Shortly after FTX filed for bankruptcy in November, Turkey’s Finance Ministry launched an investigation into the exchange’s collapse, focusing on the local FTX Turkey subsidiary. At the end of the same month, FTX Turkey’s assets were seized. The branch is 80 per cent owned by FTX Trading Ltd, with the remaining 20 per cent owned by SNG Investments, a subsidiary of Alameda Research LLC, also founded by former FTX CEO Sam Bankman-Fried.
FTX Turkey and SNG Investments are marked as “not strategic” for FTX’s global operations in the court record. In addition, Turkish nationals have begun filing separate lawsuits against FTX Turkey, meaning that the assets of the Turkish unit may already be the subject of these proceedings. Consequently, the Turkish subsidiary’s affairs have been proposed to be put “on the back burner” in the US court.

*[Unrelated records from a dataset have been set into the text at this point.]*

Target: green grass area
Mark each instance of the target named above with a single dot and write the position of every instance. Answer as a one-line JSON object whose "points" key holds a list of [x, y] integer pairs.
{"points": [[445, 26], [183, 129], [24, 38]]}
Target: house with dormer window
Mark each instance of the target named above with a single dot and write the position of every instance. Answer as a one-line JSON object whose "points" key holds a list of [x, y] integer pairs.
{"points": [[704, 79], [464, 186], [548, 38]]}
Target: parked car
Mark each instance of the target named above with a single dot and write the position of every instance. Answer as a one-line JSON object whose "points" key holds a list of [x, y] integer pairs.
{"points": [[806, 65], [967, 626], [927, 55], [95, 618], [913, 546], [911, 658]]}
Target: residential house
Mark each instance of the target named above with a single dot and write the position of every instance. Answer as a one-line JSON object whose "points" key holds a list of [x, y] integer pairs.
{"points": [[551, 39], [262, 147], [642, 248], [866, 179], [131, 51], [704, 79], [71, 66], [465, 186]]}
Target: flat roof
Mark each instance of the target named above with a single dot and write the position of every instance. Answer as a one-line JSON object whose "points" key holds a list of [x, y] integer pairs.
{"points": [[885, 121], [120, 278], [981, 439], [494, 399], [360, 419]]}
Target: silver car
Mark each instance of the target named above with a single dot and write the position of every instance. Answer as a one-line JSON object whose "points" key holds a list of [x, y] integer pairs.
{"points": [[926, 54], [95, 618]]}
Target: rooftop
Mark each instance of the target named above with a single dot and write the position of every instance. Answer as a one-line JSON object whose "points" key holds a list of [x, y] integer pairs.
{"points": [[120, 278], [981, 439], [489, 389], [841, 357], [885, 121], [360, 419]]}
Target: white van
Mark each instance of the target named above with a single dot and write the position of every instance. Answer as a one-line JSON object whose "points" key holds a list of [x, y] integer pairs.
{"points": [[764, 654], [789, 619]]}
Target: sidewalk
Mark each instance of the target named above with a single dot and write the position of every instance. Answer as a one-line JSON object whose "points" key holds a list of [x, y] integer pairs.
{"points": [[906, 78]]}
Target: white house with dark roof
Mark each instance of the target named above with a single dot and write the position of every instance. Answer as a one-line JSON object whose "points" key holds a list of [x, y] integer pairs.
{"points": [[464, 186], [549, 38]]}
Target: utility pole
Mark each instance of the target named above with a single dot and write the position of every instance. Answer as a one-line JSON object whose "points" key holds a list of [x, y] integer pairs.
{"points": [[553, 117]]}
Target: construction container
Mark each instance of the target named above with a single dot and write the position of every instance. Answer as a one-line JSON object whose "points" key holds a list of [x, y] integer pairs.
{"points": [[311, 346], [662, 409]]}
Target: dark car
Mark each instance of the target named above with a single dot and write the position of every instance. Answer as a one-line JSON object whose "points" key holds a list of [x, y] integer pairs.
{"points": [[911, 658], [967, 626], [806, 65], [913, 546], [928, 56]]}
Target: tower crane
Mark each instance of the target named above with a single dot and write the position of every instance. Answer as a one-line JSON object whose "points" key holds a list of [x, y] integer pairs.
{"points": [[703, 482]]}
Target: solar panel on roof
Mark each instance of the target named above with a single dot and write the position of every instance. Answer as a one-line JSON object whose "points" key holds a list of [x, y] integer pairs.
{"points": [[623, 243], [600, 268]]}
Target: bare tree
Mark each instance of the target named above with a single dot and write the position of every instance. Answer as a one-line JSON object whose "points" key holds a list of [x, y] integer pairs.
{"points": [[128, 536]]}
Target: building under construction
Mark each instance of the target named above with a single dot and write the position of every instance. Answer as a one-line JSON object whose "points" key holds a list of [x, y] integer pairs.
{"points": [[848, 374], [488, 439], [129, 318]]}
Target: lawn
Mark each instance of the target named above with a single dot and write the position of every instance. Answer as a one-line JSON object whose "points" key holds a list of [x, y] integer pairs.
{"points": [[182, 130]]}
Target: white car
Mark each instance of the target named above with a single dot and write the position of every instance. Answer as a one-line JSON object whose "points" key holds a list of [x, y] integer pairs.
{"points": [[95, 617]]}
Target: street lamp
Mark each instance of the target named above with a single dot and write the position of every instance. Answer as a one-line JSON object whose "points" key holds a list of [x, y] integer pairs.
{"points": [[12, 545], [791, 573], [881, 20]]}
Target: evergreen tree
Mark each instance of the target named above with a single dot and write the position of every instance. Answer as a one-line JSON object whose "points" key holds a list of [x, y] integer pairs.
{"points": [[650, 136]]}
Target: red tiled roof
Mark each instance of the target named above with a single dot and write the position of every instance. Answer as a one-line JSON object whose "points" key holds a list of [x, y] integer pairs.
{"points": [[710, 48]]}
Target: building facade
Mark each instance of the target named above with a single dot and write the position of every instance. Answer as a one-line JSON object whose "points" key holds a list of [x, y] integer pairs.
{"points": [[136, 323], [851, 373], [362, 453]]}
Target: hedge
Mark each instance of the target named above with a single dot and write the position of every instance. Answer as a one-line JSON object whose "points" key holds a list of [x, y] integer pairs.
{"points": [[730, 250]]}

It seems that the Australian regulator has indeed been cautious and vigilant. Alas, it didn't go anywhere, and the collapse of the FTX crypto exchange still resulted in billions of dollars in losses for ordinary users. One would like to believe that in the future such agencies will not only monitor the markets, but also react to them in time. Otherwise, there is little point in such activities, as they do not save ordinary investors.